Neighbors Fight Plans to Enclose Georgetown Alley
By Brady HoltCurrent Staff Writer
To Georgetown residents living on parallel stretches of O and N streets between Potomac and 33rd, the open area in the middle of their block is the public alley that gives them rear access to their homes. The D.C. Department of Transportation appears to agree, having repaved the space upon neighbors’ requests about 10 or 15 years ago.
But when the city auctioned off various properties at tax sales a few years ago, it instead treated this site as five small private lots totaling about 3,000 square feet. And much to the outrage of residents, the new owner of all five lots — a Rockville investor — is seeking permission to fence in that property.
“I think it’s one of the most absurd things I’ve ever heard,” an O Street resident said at Monday’s Georgetown advisory neighborhood commission meeting. “As far as we’re concerned, this is a public alley. We use it, our neighbors use it. It’s used by anybody who owns a home and wants to park in their garages.”
Landowner Kebreab Zere said that’s the reason he needs the fence. “I need security. People are trespassing,” he said in an interview after the meeting.
At the meeting, Zere defended his right to the space, pointing to decades of ownership history. “It’s not an alley — it’s a private vacant lot. They have the subdivision in [the Department of Consumer and Regulatory Affairs] as a lot; I pay tax on it,” he said.

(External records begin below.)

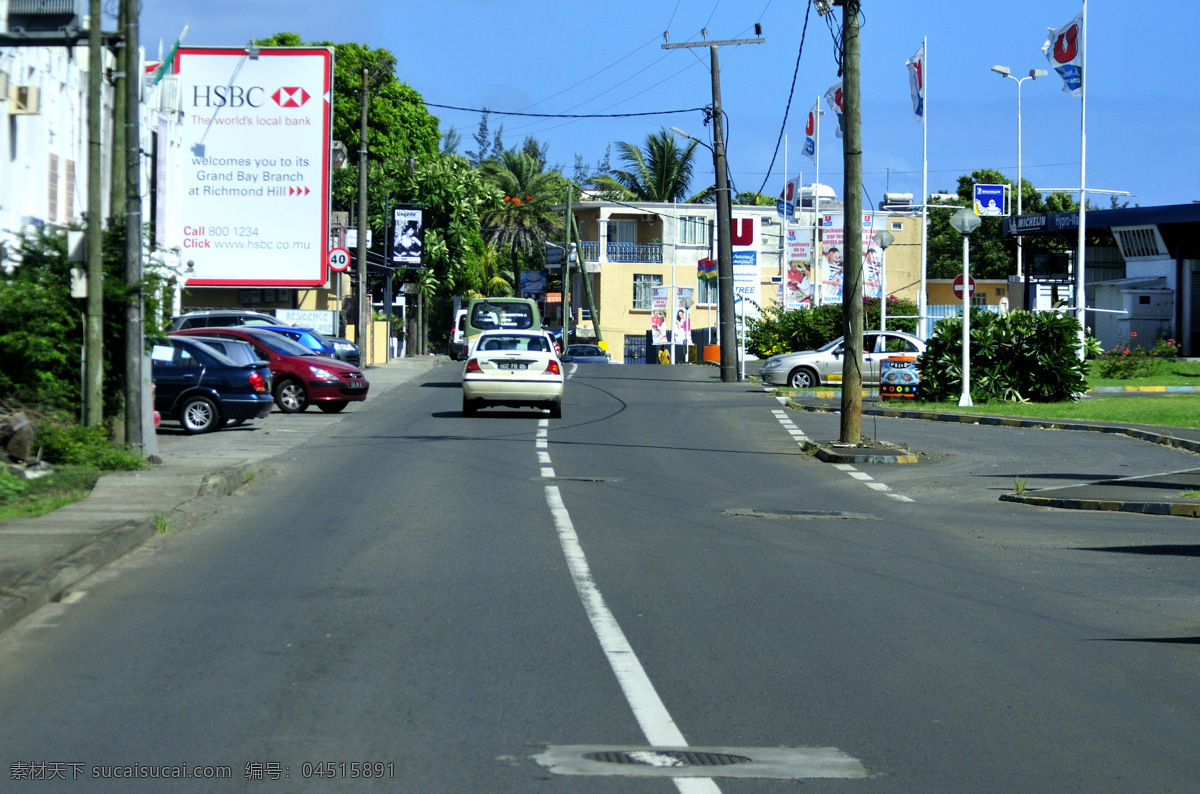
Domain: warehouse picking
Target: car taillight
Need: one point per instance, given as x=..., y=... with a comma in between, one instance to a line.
x=257, y=382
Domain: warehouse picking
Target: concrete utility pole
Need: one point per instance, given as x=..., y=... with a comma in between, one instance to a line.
x=724, y=215
x=135, y=330
x=852, y=193
x=364, y=304
x=94, y=353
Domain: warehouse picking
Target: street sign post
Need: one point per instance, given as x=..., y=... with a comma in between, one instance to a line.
x=958, y=287
x=340, y=259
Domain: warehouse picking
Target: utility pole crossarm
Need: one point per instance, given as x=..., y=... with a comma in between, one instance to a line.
x=723, y=42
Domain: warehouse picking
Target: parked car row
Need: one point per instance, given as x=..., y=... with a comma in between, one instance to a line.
x=209, y=374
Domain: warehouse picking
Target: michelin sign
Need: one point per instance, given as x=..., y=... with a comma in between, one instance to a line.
x=255, y=204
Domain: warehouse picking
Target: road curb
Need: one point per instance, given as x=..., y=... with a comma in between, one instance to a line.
x=1181, y=510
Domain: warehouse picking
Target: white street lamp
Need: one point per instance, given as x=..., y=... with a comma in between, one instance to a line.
x=883, y=239
x=966, y=222
x=1035, y=73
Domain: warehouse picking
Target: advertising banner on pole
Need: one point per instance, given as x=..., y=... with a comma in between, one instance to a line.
x=407, y=236
x=256, y=130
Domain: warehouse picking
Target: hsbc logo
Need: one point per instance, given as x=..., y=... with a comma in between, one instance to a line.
x=291, y=97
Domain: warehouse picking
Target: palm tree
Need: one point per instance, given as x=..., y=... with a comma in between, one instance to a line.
x=660, y=173
x=527, y=217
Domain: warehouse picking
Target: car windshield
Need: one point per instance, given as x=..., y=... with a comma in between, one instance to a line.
x=505, y=342
x=282, y=344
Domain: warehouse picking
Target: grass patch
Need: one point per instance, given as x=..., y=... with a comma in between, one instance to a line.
x=46, y=494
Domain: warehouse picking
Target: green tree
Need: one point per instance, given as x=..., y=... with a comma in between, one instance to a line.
x=993, y=253
x=659, y=173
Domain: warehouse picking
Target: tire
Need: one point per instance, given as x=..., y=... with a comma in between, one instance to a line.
x=803, y=378
x=199, y=415
x=291, y=396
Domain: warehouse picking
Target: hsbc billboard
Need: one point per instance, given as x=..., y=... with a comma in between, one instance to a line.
x=256, y=164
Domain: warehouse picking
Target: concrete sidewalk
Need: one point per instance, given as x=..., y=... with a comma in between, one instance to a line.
x=42, y=557
x=1168, y=493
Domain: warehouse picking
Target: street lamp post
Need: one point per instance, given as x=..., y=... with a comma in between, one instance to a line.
x=883, y=239
x=1035, y=73
x=966, y=222
x=724, y=252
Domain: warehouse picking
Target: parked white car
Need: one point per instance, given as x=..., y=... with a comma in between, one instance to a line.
x=514, y=368
x=809, y=368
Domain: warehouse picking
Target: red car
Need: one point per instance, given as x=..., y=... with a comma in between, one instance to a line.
x=300, y=376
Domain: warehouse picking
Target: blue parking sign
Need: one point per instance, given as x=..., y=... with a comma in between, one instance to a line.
x=989, y=199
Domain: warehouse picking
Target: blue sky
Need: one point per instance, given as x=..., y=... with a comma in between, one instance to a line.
x=559, y=58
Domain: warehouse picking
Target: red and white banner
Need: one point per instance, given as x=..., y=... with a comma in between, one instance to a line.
x=917, y=83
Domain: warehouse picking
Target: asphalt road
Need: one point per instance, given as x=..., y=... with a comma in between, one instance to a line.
x=450, y=596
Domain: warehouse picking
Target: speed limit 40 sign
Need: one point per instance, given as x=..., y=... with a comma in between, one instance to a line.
x=340, y=259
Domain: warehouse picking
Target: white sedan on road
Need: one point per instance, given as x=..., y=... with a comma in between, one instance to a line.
x=514, y=368
x=809, y=368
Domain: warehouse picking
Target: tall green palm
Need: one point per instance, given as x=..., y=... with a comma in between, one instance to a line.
x=659, y=173
x=526, y=217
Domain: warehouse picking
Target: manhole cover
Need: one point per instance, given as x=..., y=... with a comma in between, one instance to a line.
x=667, y=758
x=793, y=515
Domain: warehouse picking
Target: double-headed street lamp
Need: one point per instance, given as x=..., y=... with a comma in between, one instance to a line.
x=724, y=251
x=966, y=222
x=1035, y=73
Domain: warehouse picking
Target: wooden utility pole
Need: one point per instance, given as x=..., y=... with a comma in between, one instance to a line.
x=852, y=197
x=94, y=353
x=725, y=313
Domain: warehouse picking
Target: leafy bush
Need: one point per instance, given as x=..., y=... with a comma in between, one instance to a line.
x=70, y=444
x=807, y=329
x=1125, y=361
x=1017, y=356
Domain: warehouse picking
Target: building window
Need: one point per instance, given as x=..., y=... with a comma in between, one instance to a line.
x=643, y=289
x=52, y=205
x=693, y=230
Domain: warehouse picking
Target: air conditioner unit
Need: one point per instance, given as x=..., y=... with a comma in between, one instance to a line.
x=24, y=100
x=168, y=94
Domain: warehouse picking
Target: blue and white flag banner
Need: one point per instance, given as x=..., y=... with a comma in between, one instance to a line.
x=917, y=82
x=1065, y=50
x=833, y=97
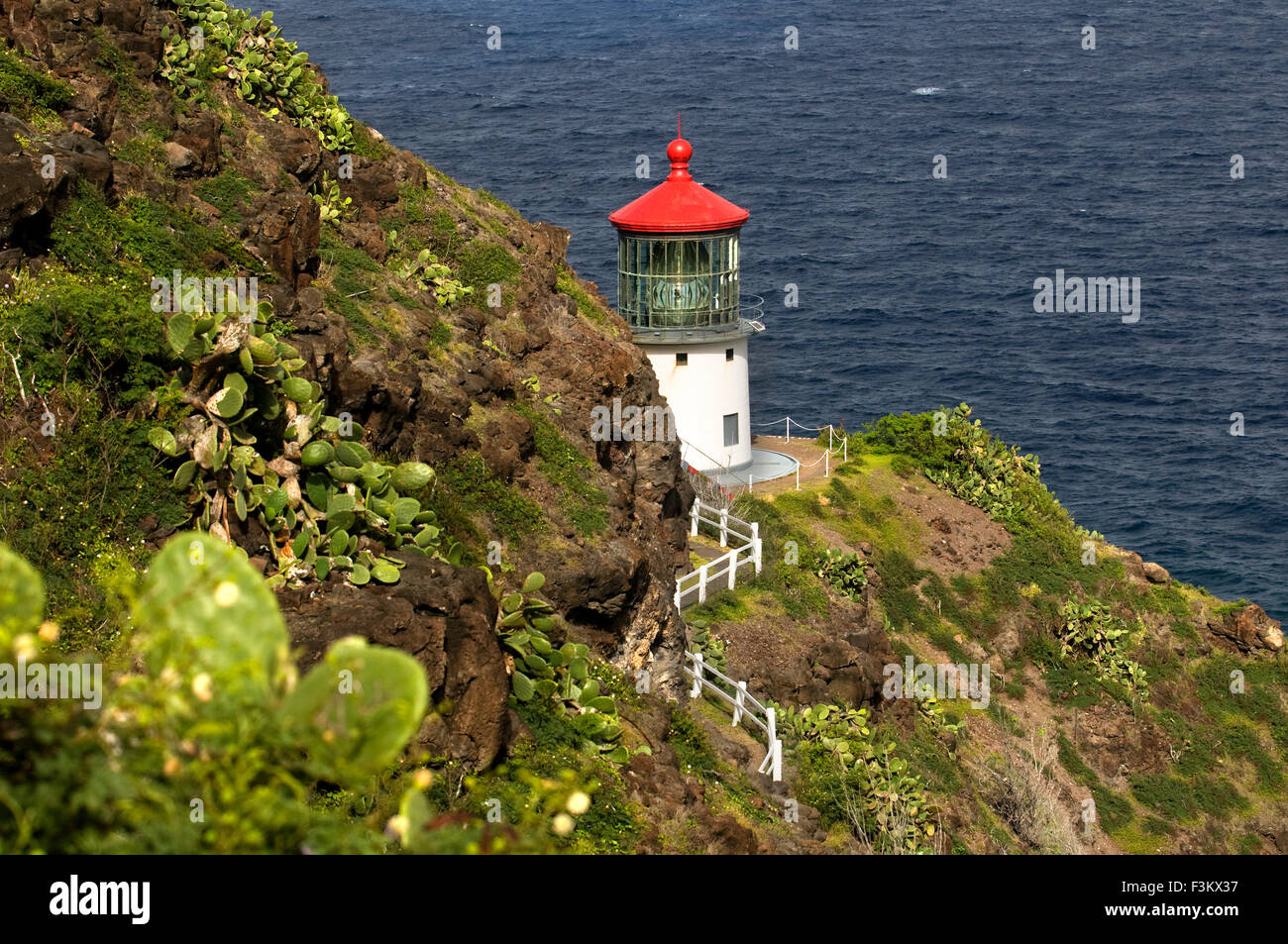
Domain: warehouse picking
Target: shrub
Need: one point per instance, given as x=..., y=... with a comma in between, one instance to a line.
x=262, y=67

Neighbors responded that they also have documentation of their property rights to a rear alley, and they called upon city officials to clear things up.
Michael Fabrikant of the D.C. Office of Neighborhood Engagement said the city intends to address the issue, and he said plans are in motion, but he wasn’t ready to publicly describe the actions officials will take.

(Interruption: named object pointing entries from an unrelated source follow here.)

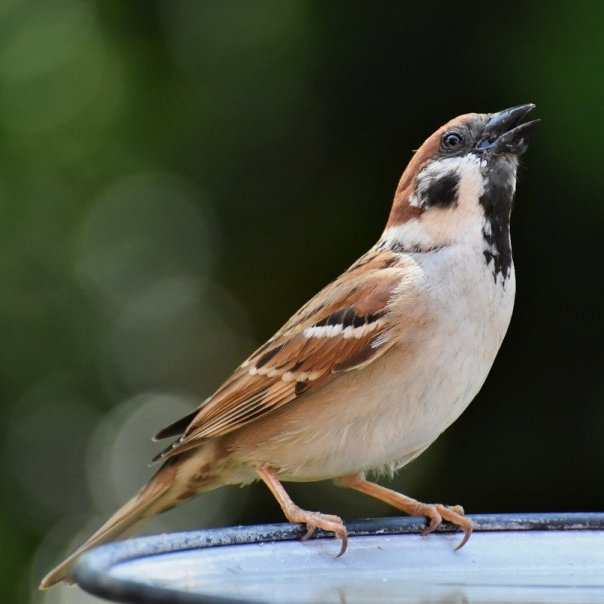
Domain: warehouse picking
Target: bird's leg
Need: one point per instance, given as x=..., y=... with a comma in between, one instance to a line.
x=434, y=512
x=294, y=513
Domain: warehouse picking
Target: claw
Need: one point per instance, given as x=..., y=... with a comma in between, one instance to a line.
x=344, y=537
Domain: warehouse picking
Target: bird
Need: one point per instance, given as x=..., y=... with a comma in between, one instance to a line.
x=369, y=372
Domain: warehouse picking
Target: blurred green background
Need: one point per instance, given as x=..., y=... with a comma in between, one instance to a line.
x=177, y=177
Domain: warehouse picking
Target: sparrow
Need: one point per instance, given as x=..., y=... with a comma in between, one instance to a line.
x=369, y=372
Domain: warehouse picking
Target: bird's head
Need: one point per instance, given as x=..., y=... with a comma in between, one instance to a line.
x=459, y=185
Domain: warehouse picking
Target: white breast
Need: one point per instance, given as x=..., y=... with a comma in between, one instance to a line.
x=385, y=415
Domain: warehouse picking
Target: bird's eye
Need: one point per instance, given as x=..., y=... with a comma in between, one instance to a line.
x=452, y=140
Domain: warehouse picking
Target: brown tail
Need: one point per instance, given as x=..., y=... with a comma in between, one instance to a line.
x=157, y=496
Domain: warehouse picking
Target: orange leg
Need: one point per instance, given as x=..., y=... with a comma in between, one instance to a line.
x=435, y=512
x=294, y=513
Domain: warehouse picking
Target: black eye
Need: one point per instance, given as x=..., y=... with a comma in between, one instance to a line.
x=452, y=140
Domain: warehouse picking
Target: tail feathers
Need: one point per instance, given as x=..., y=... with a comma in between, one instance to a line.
x=144, y=505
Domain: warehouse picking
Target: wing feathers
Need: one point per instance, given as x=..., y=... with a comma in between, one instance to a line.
x=346, y=326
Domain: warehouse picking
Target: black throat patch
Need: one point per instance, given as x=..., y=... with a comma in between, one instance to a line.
x=497, y=201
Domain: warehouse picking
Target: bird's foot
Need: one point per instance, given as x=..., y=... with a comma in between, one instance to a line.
x=314, y=520
x=436, y=513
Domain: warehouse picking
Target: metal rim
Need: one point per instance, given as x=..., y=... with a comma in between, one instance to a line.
x=92, y=571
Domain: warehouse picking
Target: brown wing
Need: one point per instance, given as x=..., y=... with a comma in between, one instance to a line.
x=344, y=327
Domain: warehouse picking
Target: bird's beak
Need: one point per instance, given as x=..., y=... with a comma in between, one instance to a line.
x=504, y=133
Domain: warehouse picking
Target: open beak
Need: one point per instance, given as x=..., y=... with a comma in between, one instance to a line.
x=504, y=133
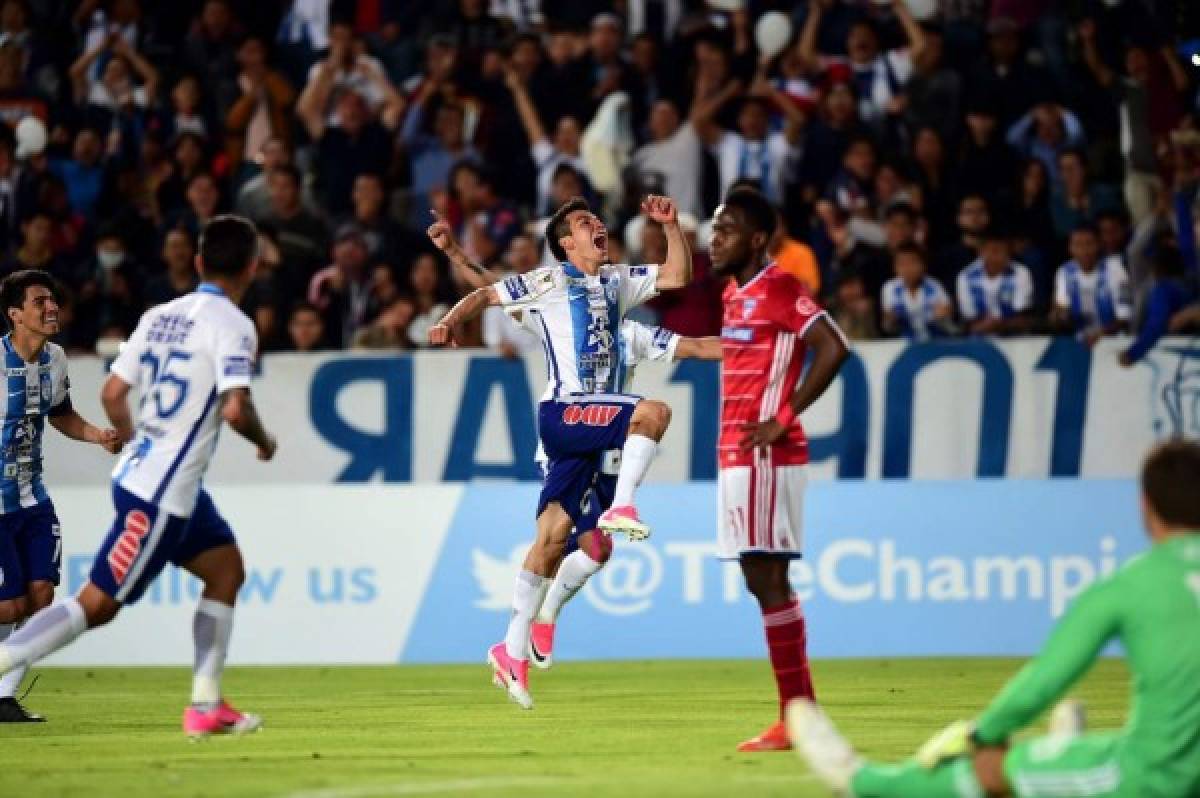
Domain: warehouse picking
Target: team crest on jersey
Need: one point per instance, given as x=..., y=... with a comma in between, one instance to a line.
x=125, y=550
x=593, y=415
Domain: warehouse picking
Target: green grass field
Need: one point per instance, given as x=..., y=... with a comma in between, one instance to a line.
x=612, y=730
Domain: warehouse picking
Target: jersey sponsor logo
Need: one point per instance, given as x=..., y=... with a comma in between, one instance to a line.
x=125, y=550
x=237, y=366
x=593, y=415
x=516, y=288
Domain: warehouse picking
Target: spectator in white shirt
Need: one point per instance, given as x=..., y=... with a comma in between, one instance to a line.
x=995, y=292
x=1091, y=292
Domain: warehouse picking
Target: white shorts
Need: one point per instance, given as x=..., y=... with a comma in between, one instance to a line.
x=760, y=510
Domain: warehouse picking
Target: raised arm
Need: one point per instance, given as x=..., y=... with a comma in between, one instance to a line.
x=676, y=270
x=912, y=31
x=239, y=412
x=75, y=426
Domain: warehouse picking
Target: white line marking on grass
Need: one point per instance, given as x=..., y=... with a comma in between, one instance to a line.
x=421, y=787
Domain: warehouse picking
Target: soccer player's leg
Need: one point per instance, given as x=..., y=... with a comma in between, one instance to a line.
x=509, y=658
x=760, y=511
x=37, y=534
x=648, y=424
x=587, y=550
x=208, y=550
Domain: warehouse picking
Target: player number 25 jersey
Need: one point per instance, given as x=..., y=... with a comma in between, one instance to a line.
x=181, y=358
x=762, y=342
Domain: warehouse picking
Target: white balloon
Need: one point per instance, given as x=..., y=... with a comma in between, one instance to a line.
x=773, y=33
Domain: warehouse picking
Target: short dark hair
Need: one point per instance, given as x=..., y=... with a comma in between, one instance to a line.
x=913, y=249
x=755, y=208
x=1169, y=480
x=13, y=287
x=559, y=228
x=228, y=245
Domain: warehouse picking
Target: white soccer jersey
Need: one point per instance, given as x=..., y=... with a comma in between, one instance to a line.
x=36, y=390
x=577, y=318
x=1001, y=297
x=183, y=357
x=642, y=342
x=1096, y=297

According to neighborhood commissioner Jeff Jones, similar situations appear to affect some other Georgetown alleys, though an individual seeking to close one off is unprecedented.

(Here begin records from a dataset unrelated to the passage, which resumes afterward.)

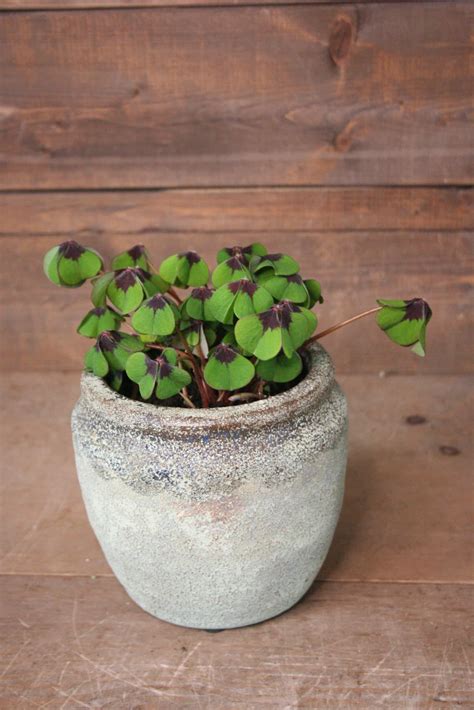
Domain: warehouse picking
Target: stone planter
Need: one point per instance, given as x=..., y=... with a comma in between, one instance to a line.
x=214, y=518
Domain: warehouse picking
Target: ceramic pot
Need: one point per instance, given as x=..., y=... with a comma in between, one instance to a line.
x=214, y=518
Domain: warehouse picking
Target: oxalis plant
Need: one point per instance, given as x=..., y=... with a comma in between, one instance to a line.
x=237, y=335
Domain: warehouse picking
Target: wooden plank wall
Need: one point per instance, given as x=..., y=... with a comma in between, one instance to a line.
x=339, y=132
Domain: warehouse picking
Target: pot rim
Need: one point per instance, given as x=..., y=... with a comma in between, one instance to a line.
x=97, y=394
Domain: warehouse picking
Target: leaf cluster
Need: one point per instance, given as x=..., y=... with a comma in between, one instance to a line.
x=236, y=334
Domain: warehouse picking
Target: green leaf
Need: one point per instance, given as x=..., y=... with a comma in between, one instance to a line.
x=96, y=362
x=281, y=264
x=50, y=265
x=284, y=325
x=126, y=290
x=90, y=263
x=248, y=332
x=173, y=383
x=314, y=292
x=98, y=320
x=241, y=298
x=187, y=269
x=152, y=283
x=70, y=264
x=191, y=330
x=227, y=370
x=99, y=289
x=197, y=305
x=289, y=288
x=405, y=321
x=232, y=269
x=280, y=368
x=136, y=256
x=116, y=379
x=244, y=254
x=136, y=367
x=162, y=372
x=154, y=317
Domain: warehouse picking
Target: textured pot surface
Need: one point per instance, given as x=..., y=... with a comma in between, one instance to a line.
x=214, y=518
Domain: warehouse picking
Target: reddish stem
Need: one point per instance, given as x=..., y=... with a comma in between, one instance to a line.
x=341, y=325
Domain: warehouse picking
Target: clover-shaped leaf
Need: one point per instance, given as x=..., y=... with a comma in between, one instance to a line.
x=111, y=351
x=70, y=264
x=125, y=290
x=226, y=369
x=197, y=333
x=197, y=304
x=288, y=288
x=156, y=316
x=284, y=326
x=160, y=375
x=405, y=321
x=240, y=298
x=244, y=254
x=280, y=368
x=136, y=256
x=185, y=269
x=97, y=320
x=281, y=264
x=232, y=269
x=313, y=288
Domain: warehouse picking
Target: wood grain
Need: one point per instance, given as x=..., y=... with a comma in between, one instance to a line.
x=354, y=268
x=73, y=642
x=251, y=210
x=407, y=513
x=130, y=4
x=311, y=94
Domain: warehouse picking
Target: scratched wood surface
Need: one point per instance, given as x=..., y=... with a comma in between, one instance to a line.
x=408, y=507
x=80, y=641
x=308, y=94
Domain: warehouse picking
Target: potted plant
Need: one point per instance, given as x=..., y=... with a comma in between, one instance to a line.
x=210, y=433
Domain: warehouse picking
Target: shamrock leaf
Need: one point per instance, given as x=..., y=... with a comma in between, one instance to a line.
x=160, y=375
x=156, y=316
x=281, y=264
x=136, y=256
x=313, y=288
x=284, y=326
x=289, y=288
x=98, y=320
x=230, y=270
x=196, y=333
x=241, y=298
x=280, y=368
x=185, y=269
x=125, y=289
x=197, y=304
x=70, y=264
x=244, y=254
x=111, y=351
x=405, y=322
x=227, y=370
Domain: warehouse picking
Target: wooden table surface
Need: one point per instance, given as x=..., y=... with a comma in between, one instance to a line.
x=385, y=625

Residents speculated that Zere hopes to use the fence as leverage to sell the land to neighbors or the District. He told The Current that his goal is to develop the land, but he added that he might also be open to selling his lots.
Neighbors do have extra protection from the fence plan because Georgetown sits within a federal historic district. The neighborhood commission unanimously urged the Old Georgetown Board design review panel, part of the U.S. Commission of Fine Arts, to reject Zere’s application for a chain-link fence — both because the application lacks detail and because it would be out of character for the community.
Zere said he is open revising the fence but intends to enclose the area, “it being my constitutional right to use and dispose of my property.”
The Old Georgetown Board is due to consider the issue at its monthly meeting tomorrow.
This article appears in the July 2 issue of The Georgetown Current newspaper.